We address the challenge of relighting a single image or video, a task that demands precise scene intrinsic understanding and high-quality light transport synthesis. Existing end-to-end relighting models are often limited by the scarcity of paired multi-illumination data, restricting their ability to generalize across diverse scenes. Conversely, two-stage pipelines that combine inverse and forward rendering can mitigate data requirements but are susceptible to error accumulation and often fail to produce realistic outputs under complex lighting conditions or with sophisticated materials. In this work, we introduce a general-purpose approach that jointly estimates albedo and synthesizes relit outputs in a single pass, harnessing the generative capabilities of video diffusion models. This joint formulation enhances implicit scene comprehension and facilitates the creation of realistic lighting effects and intricate material interactions, such as shadows, reflections, and transparency. Trained on synthetic multi-illumination data and extensive automatically labeled real-world videos, our model demonstrates strong generalization across diverse domains and surpasses previous methods in both visual fidelity and temporal consistency.

Figures (10)

• Figure 1: Given an input image (top left) or video, our method jointly estimates albedo (bottom left) and synthesizes relit videos with novel lighting conditions using provided HDR probes. Notably, our estimated albedo maps effectively demodulate shadows and specular highlights, while the relit images exhibit plausible shadows and specular highlights.
• Figure 2: Method overview. Given an input video $\mathbf{I}$ and a target lighting configuration $(\textbf{E}_{\text{ldr}}, \mathbf{E}_{\text{log}}, \mathbf{E}_{\text{dir}})$, our method jointly predicts a relit video $\hat{\mathbf{I}}_E$ and its corresponding albedo $\hat{\mathbf{a}}$. We use a pretrained VAE encoder-decoder pair $(\mathcal{E}, \mathcal{D})$ to map input and output videos to a latent space. The latents for the target relit video and albedo are concatenated along the temporal (frame) dimension with the encoded input video. Lighting features $\mathbf{h}^{\mathbf{E}}$, derived from the environment maps, are concatenated along the channel dimension with the relit video latent. A finetuned DiT video model denoises the joint latent according to Equation \ref{['eq:denoiser']}, enabling consistent generation of both relit appearance and intrinsic decomposition.

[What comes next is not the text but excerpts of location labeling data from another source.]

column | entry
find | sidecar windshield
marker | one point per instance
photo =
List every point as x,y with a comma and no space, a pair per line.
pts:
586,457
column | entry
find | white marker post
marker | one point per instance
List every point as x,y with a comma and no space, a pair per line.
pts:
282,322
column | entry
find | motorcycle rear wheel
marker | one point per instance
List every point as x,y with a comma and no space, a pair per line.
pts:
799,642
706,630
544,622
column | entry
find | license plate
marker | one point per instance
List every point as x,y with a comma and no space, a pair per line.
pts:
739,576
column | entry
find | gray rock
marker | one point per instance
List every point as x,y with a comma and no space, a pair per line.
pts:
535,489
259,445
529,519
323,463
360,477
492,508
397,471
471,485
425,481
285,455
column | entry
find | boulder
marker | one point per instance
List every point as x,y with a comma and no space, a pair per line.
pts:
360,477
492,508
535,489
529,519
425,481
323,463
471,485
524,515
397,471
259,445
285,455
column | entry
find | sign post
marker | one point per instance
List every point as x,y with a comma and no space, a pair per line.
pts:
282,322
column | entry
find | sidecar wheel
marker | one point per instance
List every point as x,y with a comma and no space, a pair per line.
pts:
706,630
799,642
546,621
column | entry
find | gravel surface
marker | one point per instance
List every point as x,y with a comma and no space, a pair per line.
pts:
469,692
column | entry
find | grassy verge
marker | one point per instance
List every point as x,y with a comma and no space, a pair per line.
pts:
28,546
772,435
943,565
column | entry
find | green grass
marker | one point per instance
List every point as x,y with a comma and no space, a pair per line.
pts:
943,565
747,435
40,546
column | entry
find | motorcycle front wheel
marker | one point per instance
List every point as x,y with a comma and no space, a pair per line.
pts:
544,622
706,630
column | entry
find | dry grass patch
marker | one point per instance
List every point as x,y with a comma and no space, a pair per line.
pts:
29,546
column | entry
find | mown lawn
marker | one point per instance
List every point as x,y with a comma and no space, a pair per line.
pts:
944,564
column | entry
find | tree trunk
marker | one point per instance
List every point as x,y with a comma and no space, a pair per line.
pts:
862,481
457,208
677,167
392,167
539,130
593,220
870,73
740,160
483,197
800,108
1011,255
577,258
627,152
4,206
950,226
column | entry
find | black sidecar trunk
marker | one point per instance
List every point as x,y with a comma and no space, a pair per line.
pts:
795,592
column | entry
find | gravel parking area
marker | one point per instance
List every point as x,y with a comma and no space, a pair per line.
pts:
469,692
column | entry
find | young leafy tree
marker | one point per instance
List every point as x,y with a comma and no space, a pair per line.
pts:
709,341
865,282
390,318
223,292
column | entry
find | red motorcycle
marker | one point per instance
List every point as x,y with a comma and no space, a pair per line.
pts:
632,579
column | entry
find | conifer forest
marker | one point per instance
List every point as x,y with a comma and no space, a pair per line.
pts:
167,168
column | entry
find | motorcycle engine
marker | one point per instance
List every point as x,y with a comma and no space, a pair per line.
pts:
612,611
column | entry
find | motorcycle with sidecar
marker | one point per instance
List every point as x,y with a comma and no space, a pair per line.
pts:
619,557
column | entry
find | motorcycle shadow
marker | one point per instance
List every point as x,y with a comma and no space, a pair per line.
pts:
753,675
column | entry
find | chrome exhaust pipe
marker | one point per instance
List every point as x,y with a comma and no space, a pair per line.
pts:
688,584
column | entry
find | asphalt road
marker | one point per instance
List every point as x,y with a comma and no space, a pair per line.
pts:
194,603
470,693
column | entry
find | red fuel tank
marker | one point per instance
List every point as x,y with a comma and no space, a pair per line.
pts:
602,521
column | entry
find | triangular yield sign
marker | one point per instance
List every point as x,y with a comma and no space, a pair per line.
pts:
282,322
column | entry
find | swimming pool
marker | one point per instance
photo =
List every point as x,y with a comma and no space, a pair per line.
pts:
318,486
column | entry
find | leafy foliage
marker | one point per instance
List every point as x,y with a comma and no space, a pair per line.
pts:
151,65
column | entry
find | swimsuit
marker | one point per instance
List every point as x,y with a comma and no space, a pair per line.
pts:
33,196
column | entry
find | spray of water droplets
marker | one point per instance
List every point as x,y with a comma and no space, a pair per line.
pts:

• Figure 3: Qualitative comparison on the synthetic dataset and MIT multi-illumination dataset. Our method produces high-quality inter-reflections and shadows in synthetic scenes (top rows). Crucially, on the MIT multi-illumination dataset (bottom rows), it delivers relighting results with higher accuracy than baselines, which fail when faced with complex materials.
• Figure 4: Qualitative comparison on in-the-wild data. Our method generates more plausible results than the baselines, with higher quality and more realistic appearance.
• Figure 5: Ablation on joint modeling. Relighting results on urban street scenes. The orange and green crops highlight regions where the pure relighting model (w/o joint modeling) clearly bakes shadows from the input image into the relit result. Our joint model correctly demodulates the shadows.